Microsoft's market domination and security practices make the Redmond, Washington software empire a national security risk because they leave so much of the world's computer and technological infrastructure vulnerable to attack, a group of "leading computer science and network security experts" say in a report released September 24.
Introducing the report at the Computer & Communications Industry Association's meeting of industry and government leaders, the report basically corroborates an earlier charge from the CCIA's president, Ed Black, that government software policies on procurement and antitrust "are leading the nation in the wrong direction," according to an announcement of the report's release.
"As fast as the world's computing infrastructure is growing, vulnerability to attack is growing faster still," said the report's principal author, @Stake chief executive officer Dan Geer. "Microsoft's attempts to tightly integrate myriad applications with its operating system have significantly contributed to excessive complexity and vulnerability. This deterioration of security compounds when nearly all computers rely on a single operating system subject to the same vulnerabilities the world over."
In fact, Geer suggested Microsoft's actual or alleged denial of Windows interoperability to "legitimate non-Microsoft applications" make "an environment in which Microsoft programs interoperate efficiently only with Internet viruses."

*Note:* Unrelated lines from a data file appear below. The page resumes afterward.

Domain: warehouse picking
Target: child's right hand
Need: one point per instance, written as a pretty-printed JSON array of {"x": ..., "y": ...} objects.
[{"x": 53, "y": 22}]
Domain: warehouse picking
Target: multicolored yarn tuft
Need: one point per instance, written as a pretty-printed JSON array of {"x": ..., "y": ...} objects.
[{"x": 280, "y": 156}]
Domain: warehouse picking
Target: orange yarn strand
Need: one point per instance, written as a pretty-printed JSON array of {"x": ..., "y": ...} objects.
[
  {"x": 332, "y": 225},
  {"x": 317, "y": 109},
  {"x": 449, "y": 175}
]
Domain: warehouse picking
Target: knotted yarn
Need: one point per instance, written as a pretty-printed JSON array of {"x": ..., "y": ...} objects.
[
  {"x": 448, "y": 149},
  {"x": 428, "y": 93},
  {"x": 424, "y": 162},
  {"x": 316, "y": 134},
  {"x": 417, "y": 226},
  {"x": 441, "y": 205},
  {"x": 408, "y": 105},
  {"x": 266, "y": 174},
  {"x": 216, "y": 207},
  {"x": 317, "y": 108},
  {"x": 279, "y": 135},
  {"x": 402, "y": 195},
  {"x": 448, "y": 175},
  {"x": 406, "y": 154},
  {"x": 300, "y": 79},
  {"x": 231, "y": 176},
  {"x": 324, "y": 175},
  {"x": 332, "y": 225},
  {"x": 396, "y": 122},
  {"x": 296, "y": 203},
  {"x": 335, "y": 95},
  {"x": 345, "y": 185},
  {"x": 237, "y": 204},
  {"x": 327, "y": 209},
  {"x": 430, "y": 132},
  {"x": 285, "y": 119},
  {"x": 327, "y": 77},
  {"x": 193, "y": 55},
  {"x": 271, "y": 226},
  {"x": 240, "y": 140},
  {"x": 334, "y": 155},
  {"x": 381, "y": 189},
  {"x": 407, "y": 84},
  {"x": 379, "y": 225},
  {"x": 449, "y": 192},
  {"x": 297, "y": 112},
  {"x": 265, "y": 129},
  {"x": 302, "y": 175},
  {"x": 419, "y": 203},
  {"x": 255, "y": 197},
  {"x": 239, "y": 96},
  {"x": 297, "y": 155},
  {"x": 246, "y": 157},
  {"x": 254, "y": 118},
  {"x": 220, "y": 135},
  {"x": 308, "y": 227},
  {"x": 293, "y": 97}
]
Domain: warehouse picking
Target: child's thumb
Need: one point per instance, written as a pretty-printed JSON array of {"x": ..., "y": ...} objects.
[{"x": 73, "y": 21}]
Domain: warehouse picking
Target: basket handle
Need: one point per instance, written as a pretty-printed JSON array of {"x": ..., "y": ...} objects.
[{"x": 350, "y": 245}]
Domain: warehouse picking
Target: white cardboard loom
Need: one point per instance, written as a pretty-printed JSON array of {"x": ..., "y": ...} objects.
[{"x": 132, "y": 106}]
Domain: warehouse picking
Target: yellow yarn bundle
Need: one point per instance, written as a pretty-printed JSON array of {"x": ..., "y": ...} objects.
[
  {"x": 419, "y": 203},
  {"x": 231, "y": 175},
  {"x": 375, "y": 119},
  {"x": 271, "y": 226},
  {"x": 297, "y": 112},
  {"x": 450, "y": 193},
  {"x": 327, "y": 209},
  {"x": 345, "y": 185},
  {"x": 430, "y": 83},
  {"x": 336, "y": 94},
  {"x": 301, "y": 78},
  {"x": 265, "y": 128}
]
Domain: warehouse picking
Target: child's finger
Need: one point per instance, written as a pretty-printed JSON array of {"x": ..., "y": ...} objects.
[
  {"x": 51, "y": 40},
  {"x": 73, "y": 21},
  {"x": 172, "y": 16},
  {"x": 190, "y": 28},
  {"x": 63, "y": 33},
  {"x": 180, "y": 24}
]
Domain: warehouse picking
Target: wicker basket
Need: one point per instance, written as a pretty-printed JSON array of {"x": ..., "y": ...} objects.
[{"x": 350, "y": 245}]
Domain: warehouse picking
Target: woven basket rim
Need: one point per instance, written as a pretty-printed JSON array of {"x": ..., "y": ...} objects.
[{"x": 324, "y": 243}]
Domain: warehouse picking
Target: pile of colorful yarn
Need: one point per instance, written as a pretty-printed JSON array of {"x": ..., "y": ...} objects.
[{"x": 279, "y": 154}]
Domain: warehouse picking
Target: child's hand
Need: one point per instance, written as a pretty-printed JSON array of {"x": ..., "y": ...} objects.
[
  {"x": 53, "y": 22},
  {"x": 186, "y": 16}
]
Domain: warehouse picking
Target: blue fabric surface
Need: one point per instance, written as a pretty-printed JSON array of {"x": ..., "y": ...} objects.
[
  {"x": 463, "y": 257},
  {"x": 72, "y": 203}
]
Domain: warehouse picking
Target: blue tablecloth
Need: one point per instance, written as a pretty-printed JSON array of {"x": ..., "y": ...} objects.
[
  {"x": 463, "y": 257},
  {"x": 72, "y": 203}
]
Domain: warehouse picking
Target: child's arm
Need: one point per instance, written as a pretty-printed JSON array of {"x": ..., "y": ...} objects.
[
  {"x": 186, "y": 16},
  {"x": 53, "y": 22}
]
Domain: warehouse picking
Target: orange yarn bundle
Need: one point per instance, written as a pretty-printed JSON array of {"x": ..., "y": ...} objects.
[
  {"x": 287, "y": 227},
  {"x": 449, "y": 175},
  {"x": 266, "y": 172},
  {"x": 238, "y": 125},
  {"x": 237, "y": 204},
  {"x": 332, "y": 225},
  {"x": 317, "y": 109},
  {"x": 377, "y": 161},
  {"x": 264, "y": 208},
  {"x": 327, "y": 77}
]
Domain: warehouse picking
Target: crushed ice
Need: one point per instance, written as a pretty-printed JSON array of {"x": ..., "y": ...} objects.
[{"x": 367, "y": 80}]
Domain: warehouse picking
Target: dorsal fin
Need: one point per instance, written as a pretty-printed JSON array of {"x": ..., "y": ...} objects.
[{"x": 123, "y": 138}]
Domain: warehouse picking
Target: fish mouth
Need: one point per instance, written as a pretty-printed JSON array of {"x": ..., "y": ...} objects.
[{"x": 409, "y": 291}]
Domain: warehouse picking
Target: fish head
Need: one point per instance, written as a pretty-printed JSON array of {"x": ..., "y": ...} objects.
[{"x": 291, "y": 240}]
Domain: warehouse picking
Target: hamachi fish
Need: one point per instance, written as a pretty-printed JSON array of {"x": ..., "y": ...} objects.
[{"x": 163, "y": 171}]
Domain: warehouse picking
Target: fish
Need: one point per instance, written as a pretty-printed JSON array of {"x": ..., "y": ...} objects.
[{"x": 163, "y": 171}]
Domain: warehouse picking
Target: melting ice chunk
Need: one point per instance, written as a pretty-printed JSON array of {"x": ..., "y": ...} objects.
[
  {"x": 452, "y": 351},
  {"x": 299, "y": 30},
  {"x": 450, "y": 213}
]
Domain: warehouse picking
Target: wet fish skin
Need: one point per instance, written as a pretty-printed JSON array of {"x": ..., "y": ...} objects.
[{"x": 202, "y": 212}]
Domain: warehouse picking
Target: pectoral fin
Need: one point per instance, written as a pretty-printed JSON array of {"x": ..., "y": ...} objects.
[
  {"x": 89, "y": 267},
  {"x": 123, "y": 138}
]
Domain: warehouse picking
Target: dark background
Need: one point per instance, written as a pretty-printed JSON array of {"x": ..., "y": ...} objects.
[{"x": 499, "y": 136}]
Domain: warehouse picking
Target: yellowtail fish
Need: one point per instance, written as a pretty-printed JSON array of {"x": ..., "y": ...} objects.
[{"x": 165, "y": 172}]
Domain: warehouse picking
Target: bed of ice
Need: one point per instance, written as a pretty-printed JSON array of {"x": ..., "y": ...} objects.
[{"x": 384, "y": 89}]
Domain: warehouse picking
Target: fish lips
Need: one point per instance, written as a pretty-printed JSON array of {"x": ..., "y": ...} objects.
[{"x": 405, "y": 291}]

Microsoft security vulnerabilities came under further scrutiny during the summer, as several potent and widespread viruses and worms like Blaster exploited them to wreak havoc on the Internet and on hundreds of thousands of computers at home and in the office.
Geer and his fellow authors – including computer security experts Rebecca Bace, Peter Gutmann, Perry Metzger, Charles P. Pfleeger, Ph.D., John S. Quarterman, and Bruce Schneier – said the integration that makes Microsoft software "excessively complex and vulnerable" also builds up Microsoft's desktop software domination, and "intentionally, on Microsoft's part."
That, the authors concluded, guarantees Microsoft will remain the number one target of malicious hackers and virus and worm writers.
"This report underscores and explains many of the dangers that we have warned of for some time," Black said as the report was released. "Microsoft's monopoly threatens consumers in a number of ways, but it is clear that it is now also a threat to our security, our safety, and even our national security."
That alluded to the five-year deal the U.S. Department of Homeland Security signed with Microsoft in July, contracting Microsoft to supply Windows to its 140,000 workers. The report said that the government made itself so dependent on Windows that the increasing security flaws hikes the national security risk.
"Just as farmers diversify their crops or investors diversify their stocks to mitigate risk, so too should the federal government diversify the software it uses," the report said, adding a call for the federal government to demand Microsoft design applications to integrate more simply with other companies' programs and give those companies access to Microsoft code to simplify their ability to write programming compatible to Microsoft applications.
Geer said anti-trust questions are not economic alone. "Microsoft's monopoly and the means to achieving that monopoly via tight integration of applications contribute to the flaws and vulnerabilities in the software and provide viruses with a highly efficient vehicle for global distribution," he said. "When the government uses a product whose monopoly position undermines its security in this way, antitrust becomes a national security issue."